Grindelwald pointa sa baguette sur elle mais aussi vite que possible Albus lança un sortilège de désarmement sur celui-ci. Avec une agilité exceptionnelle, il réussit à l 'éviter et lança de nouveau un sortilège non pas en direction de la jeune fille ou d'Abelforth mais en direction de son ami qui le repoussa avec une facilité désarmante.
Le cercle invisible qui repoussait Abelforth se dissipa suite à la déconcentration de Grindelwald et le libéra.
Pendant un instant, les trois hommes se regardèrent et crièrent en même temps :
- Stupéfix !
- Endoloris !
- Impedimenta !
Les deux sortilèges des Dumbledore ricochèrent sur celui de Grindelwald.
La combinaison des trois sortilèges se perdit alors autour de la salle en un grand boom et une forte lumière rouge et or.
Chancelant, Albus tourna la tête en direction de sa sœur.
Horrifié, il la regarda. Elle état là, les bras en croix, étendue, le regard vide, elle était morte.
- Non, hurla Albus en sortant de son cauchemar.
Il était 4h30, l'heure à laquelle Albus ne cessait de se réveiller ces temps-ci à cause de ce cauchemar. Il se leva et alla chercher à boire. Il repensait toujours à ce qu'il cauchemardait inlassablement pensant que ce souvenir ne reviendrait pas en mémoire et était enterré à tout jamais. Car il revoyait ce moment plus ou moins fragmenté depuis des semaines voire des mois.
Mais un toc ! vint interrompre le cours de ses pensées. Lorsqu'il se retourna pour voir d'où le bruit venait, il vit un hibou grand duc tapotait à la fenêtre.
Il se redressa et alla ouvrir en se demanda : Qui donc pouvait bien lui écrire à cette heure tardive ?
Il obtient la réponse quelques secondes plus tard en prenant l'enveloppe de la patte du hibou. Une enveloppe violette ornée d'un grand M en noir.

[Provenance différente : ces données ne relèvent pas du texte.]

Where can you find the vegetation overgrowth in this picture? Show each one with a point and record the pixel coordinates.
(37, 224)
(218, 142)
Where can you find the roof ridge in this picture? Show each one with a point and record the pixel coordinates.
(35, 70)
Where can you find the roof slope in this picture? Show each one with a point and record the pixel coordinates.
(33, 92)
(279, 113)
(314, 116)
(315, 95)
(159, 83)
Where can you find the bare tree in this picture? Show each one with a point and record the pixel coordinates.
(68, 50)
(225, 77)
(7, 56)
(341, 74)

S'installant sur son bureau et allumant la lumière avec son déluminateur, il ouvrit l'enveloppe, déplia précipitamment la lettre et lut :
Cher Albus,
Désolé de te déranger aussi tard mais je ne le ferais si ce n'était pas si important que ça. Comme tu le sais très bien, Grindelwald crée la panique, il faut qu'on en reparle. Si on continue à ne rien faire, il aura à lui la quasi-totalité des pays voisins de la Bulgarie maintenant qu'il a obtenu la Bulgarie entière. Son armée grandit de jour en jour, il faut trouver une solution !

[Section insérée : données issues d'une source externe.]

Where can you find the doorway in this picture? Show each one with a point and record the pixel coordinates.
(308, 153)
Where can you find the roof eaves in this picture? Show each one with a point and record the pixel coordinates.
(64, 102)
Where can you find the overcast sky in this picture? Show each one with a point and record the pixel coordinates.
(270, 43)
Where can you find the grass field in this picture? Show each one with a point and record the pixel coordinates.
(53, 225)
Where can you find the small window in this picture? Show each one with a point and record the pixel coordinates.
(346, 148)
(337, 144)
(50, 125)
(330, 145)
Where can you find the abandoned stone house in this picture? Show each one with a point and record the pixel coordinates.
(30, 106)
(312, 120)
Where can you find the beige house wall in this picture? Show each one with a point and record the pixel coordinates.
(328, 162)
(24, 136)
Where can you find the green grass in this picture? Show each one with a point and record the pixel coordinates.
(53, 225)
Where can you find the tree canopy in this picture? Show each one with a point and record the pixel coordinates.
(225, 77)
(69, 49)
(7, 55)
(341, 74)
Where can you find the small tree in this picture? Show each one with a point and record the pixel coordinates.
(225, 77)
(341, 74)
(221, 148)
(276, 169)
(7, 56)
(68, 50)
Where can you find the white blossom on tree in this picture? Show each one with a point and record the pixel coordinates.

Viens donc au ministère ce matin vers 9h à mon bureau Niveau 1. Je sais que tu souhaites rester auprès de tes élèves en ces temps troublés mais je profite des vacances de Noël de Poudlard pour te proposer ce rendez-vous, je suis très prise en ce moment avec toutes ces histoires, alors viens Albus.

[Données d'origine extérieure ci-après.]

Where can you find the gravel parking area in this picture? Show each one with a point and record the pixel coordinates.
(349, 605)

PS : L'ancien ministre bulgare sera là (il a réussi à s'échapper)
Mes sentiments dévoués
Ottaline Gambol
Ministre de la Magie
Albus replia la lettre et la déposa dans la poche intérieure de sa robe de sorcier. Il connaissait bien Ottaline et il savait très bien que ce rendez-vous avec elle aura une importance primordiale pour la suite des événements.
Réfléchissant beaucoup, il se rendormit pour finir sa nuit et affronter demain le rendez-vous avec Ottaline.